Thursday, October 29, 2009

eXXXecutive pay

There's an old logical fallacy. It lives in a grubby tin hut in the middle of an Alabama swamp, tends bar on weekends, draws disability insurance, and chews homegrown tobacco. The name of this bucktoothed error in reasoning is Slippery Slope. Slippery Slope finished a year and a half of vocational school before retiring to the middle of the Alabama swamp to herd alligators and brew potent corn moonshine. Slippery Slope, bumpkin though he may be, nevertheless makes frequent stops all o'er this great wide world of ours, his shoeless, unwashed shanks parading through the halls of parliament as often as he is splashed across the opinion page of your local paper.

Slippery Slope tells us about giving an inch, then watching as they take a mile. Slippery Slope warns of razor-edge equilibria. He tells us that if we allow homosexuals to marry, the next thing you know, crazed citizens will be flocking to the courthouse, demanding nuptuals with barbecues, sheep, and vinyl hoop skirts (perhaps all three, and at once). Slippery Slope wants us to think that there is a think red line dividing Civilization from Chaos. You know what's funny? Sometimes, even though he's often dead wrong, Slippery Slope is, and this is just once in a while here folks, 100% correct.

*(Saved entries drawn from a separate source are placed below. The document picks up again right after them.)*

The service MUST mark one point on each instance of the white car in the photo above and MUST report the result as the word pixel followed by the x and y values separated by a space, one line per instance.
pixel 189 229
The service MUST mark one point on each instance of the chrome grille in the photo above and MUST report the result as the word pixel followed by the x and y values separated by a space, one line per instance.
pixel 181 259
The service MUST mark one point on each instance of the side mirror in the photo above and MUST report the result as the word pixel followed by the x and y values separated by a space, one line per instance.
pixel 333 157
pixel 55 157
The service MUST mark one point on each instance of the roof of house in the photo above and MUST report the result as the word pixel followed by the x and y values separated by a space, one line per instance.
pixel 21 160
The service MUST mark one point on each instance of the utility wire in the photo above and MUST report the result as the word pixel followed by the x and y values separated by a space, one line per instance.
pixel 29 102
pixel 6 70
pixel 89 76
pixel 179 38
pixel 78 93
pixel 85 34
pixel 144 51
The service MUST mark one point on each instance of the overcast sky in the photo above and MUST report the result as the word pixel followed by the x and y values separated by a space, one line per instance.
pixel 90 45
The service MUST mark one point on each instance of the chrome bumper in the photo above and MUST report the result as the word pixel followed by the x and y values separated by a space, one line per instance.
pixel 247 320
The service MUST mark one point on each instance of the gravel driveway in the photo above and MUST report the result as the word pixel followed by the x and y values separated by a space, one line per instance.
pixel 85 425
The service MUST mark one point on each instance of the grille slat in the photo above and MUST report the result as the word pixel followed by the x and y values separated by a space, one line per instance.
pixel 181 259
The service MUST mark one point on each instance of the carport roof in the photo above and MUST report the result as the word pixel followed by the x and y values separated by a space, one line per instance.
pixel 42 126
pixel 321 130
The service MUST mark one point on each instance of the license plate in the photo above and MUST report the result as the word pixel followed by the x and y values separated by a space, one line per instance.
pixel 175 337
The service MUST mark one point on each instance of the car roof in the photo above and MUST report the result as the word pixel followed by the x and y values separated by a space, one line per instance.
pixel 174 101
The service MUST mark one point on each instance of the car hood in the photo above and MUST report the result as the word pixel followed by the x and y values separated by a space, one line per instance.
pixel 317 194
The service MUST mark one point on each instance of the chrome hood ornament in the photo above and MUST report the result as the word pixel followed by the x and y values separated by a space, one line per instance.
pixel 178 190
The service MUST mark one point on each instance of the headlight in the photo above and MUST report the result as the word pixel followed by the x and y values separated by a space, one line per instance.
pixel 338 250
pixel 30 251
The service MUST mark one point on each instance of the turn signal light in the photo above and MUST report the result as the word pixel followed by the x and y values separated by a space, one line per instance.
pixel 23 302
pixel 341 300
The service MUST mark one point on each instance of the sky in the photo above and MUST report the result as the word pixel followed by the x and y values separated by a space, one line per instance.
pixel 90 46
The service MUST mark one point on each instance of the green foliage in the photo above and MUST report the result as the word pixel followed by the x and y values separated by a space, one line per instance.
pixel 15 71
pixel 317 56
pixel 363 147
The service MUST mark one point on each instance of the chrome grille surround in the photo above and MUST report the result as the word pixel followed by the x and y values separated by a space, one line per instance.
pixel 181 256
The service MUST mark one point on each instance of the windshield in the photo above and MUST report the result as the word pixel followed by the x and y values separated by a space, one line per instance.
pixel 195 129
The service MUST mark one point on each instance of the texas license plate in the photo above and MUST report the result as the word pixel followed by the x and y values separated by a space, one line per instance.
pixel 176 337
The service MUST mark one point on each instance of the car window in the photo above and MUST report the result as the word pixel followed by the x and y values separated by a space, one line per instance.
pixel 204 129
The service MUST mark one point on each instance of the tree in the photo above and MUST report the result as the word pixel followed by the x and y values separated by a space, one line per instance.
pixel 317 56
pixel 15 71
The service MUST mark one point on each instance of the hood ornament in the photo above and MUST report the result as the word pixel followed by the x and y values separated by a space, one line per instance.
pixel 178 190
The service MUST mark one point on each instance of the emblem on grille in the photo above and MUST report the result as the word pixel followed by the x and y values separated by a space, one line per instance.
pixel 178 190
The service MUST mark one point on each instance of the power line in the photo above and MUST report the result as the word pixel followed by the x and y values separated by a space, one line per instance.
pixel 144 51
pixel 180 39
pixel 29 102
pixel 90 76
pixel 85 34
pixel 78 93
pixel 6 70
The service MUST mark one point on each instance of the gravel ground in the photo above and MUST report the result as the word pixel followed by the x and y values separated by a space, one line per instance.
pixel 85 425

Other times he's just a little right. I tend to think he's a little right in the case of offering authority figures additional authority. When it is in the power of people to usurp more power, we've often seen over the course of history that they do just that.

So it is to the dismay of at least a few economists and both big and little-L libertarians that Government has elected themselves the authority to cap pay. Yes, it's only for seven companies (for now), and only for firms that have accepted relief money, and one might even make an argument that it could pass a Constitutionality test (and with this SCOTUS, they might be right). Still, the clear fact remains that this farce (and it is a farce, as it's a hell of a lot like calling the fire brigade after the embers have cooled) could very easily spread.

I won't belabor the good observations already made, or even the predictions cast by those far smarter than me (see Alex Tabarrok's posts on I'll just mention that in the event that executive compensation limitations do spread, as well they might (I'll give it a 2% chance), you can probably expect Wall Street to pull up stakes and move to the Grand Caymans. If automobile manufacturing can move Detroit to Seoul, you can be sure that investment banking can move Manhattan to George Town.

And then what? Barriers to foreign investment? Could be. Another 2% chance. The US could be a banana republic in the twinkling of an eye.

Boy, I sure hope ol' Slippery Slope is talking out his butt again, all drunk on his corn moonshine. The possibilities are terrifying if he isn't.